Quantum chemistry needs a modern file format

Quantum chemistry needs a modern file format

Diagram showing today's fragmented output files on the left and a single .qvf container with typed sections on the right
From a directory of slices to a single container

Quantum chemistry calculations in 2026 produce rich, many layered results. A single run can generate atomic structures, volumetric grids for densities and orbitals, band structures, vibrational modes, spectra, trajectories, and detailed provenance describing how the calculation was performed. In principle, all of this belongs together as one coherent dataset.

In practice, it does not.

Instead, results are fragmented across a collection of loosely related files: cube files for densities, XSF for periodic systems, XYZ for trajectories, vendor specific binaries for restart data, and a mix of text, JSON, or ad hoc logs for energies and convergence. Each file captures a slice of the calculation, but none captures the whole. There is no shared manifest, no consistent schema, and often no reliable record of provenance.
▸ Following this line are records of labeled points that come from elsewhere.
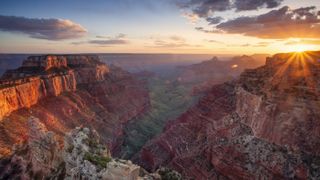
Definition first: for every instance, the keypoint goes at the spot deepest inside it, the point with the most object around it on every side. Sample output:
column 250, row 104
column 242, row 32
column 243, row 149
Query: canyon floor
column 246, row 117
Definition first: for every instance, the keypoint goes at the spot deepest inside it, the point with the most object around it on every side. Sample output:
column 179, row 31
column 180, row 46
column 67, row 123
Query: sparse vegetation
column 169, row 174
column 97, row 160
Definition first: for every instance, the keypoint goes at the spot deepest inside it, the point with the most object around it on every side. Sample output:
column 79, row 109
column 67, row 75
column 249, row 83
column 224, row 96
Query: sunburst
column 300, row 61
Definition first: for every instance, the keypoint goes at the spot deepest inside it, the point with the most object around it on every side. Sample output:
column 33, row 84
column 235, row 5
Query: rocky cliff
column 263, row 126
column 79, row 156
column 204, row 75
column 66, row 91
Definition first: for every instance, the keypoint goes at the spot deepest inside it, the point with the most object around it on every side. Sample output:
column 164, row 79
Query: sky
column 162, row 26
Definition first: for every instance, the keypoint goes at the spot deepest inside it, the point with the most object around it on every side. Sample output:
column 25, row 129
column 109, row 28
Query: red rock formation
column 87, row 92
column 204, row 75
column 264, row 126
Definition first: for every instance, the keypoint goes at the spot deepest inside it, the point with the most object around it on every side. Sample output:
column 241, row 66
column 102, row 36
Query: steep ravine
column 263, row 126
column 102, row 97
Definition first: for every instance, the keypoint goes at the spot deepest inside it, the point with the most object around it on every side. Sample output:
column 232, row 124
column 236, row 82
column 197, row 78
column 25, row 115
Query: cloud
column 304, row 41
column 204, row 8
column 119, row 36
column 245, row 5
column 259, row 44
column 50, row 29
column 106, row 40
column 172, row 42
column 215, row 41
column 208, row 31
column 192, row 18
column 277, row 24
column 214, row 20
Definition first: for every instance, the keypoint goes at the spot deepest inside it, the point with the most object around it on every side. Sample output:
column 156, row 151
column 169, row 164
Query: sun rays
column 296, row 72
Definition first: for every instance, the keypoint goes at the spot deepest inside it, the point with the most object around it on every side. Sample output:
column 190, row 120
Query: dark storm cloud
column 204, row 8
column 50, row 29
column 245, row 5
column 277, row 24
column 214, row 20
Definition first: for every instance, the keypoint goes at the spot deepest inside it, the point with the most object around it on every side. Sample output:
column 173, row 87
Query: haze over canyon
column 160, row 90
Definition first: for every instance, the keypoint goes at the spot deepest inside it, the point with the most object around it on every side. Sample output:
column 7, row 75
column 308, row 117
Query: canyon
column 263, row 125
column 244, row 118
column 66, row 91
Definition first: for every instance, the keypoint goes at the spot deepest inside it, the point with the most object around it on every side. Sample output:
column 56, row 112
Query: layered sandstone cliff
column 263, row 126
column 79, row 156
column 43, row 76
column 66, row 91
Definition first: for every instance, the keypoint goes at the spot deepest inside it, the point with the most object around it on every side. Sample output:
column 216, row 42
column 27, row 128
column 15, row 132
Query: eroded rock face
column 86, row 92
column 43, row 76
column 81, row 156
column 264, row 126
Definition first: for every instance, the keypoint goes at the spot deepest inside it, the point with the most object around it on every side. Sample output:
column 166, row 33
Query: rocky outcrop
column 263, row 126
column 204, row 75
column 80, row 156
column 43, row 76
column 85, row 92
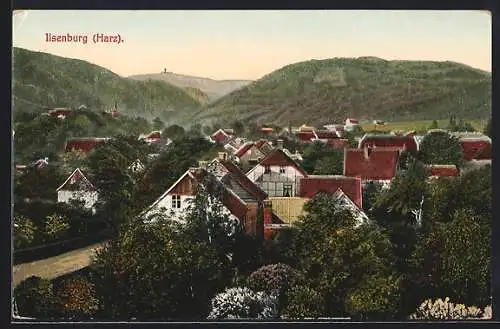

This fragmentation is not just inconvenient. It is a structural limitation that has persisted for decades.

The real problem: an aging ecosystem

QC visualization landscape: tools sorted by last release year, showing active, stalled, and effectively dead categories
The freeze line in QC visualization tools

The issue is not only the number of formats, but the state of the tools that use them.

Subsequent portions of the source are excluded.